Serve with dinner rolls.
Makes: 4 servings
Prep: 20 mins
Cook: 2 mins
- 2 tablespoons extra-virgin olive oil
- 1 pound shrimppeeled, deveined and chopped
- 1 bunch scallions, white and green parts thinly sliced separately
- 1 tablespoon Cajun seasoning
- 4 tomatoes, preferably beefsteak
- 1 head romaine lettuce, shredded
- 1/3 cup mayonnaise
- 1 rib celery, finely chopped
- 1 1/2 teaspoons Worcestershire sauce
- 4 large eggs, hard-boiled and finely chopped
- In a medium skillet, heat the olive oil over medium-high heat. Add the shrimp, scallion whites and Cajun seasoning and cook, stirring, until the shrimp is opaque, about 2 minutes. Transfer to a bowl and refrigerate.

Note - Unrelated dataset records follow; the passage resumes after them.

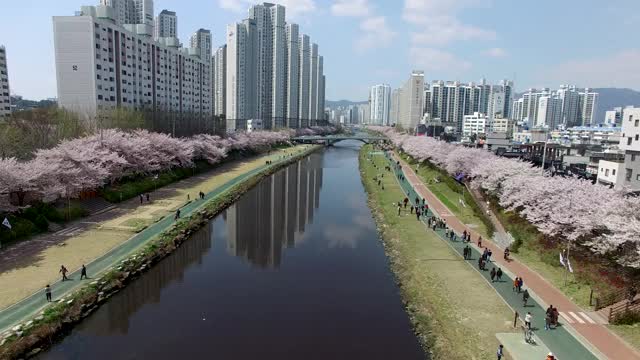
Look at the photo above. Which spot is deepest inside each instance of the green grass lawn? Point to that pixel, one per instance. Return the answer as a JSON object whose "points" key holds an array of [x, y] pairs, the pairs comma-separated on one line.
{"points": [[456, 313]]}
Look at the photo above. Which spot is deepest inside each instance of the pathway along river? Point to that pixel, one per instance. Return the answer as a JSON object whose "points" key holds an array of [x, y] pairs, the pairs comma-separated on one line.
{"points": [[293, 270]]}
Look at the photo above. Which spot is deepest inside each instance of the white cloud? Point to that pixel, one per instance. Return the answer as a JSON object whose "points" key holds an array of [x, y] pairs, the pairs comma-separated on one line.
{"points": [[294, 7], [375, 33], [438, 23], [495, 52], [356, 8], [435, 59], [620, 69]]}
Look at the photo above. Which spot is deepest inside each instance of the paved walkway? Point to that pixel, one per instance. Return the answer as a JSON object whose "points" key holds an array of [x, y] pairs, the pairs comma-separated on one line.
{"points": [[34, 303], [562, 341]]}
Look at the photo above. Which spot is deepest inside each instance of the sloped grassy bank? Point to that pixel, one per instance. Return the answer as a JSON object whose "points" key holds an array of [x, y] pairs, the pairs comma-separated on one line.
{"points": [[454, 313], [30, 338]]}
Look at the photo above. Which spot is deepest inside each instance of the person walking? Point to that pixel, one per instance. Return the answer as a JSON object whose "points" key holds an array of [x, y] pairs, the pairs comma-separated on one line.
{"points": [[527, 320], [63, 271], [525, 297], [83, 273]]}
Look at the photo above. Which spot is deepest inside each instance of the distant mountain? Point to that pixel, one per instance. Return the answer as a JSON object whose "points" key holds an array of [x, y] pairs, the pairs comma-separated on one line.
{"points": [[609, 98], [334, 104]]}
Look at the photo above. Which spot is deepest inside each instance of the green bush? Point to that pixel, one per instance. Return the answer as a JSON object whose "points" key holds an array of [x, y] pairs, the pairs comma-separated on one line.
{"points": [[130, 188], [20, 229]]}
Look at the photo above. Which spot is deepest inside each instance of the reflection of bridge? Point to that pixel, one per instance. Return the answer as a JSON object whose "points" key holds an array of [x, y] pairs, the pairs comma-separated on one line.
{"points": [[332, 139]]}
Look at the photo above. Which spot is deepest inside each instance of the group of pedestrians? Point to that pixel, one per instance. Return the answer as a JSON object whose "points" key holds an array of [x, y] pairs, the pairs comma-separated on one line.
{"points": [[64, 271], [143, 196]]}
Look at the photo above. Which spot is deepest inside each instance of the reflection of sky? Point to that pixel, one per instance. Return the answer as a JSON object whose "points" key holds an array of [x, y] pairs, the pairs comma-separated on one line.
{"points": [[322, 291]]}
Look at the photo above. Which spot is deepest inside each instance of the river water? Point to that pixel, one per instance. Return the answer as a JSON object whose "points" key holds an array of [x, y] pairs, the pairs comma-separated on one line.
{"points": [[293, 270]]}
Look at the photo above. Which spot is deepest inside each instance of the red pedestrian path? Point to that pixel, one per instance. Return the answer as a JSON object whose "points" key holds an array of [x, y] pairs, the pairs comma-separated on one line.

- Core the tomatoes and cut each into 8 sections, leaving the sections connected at the bottom. Divide the lettuce among 4 serving plates and top each with a tomato, splaying out the sections slightly.
- Add the scallion greens, mayonnaise, celery and Worcestershire sauce to the shrimp mixture and toss. Fill each tomato with the shrimp salad and top with some egg.
- Kim Crawford Pinot Gris 2007 (New Zealand), Allegrini Soave 2006 (Italy)
- To core a tomato, slide the tip of a paring knife 1/4 inch into the top, then carve out the core.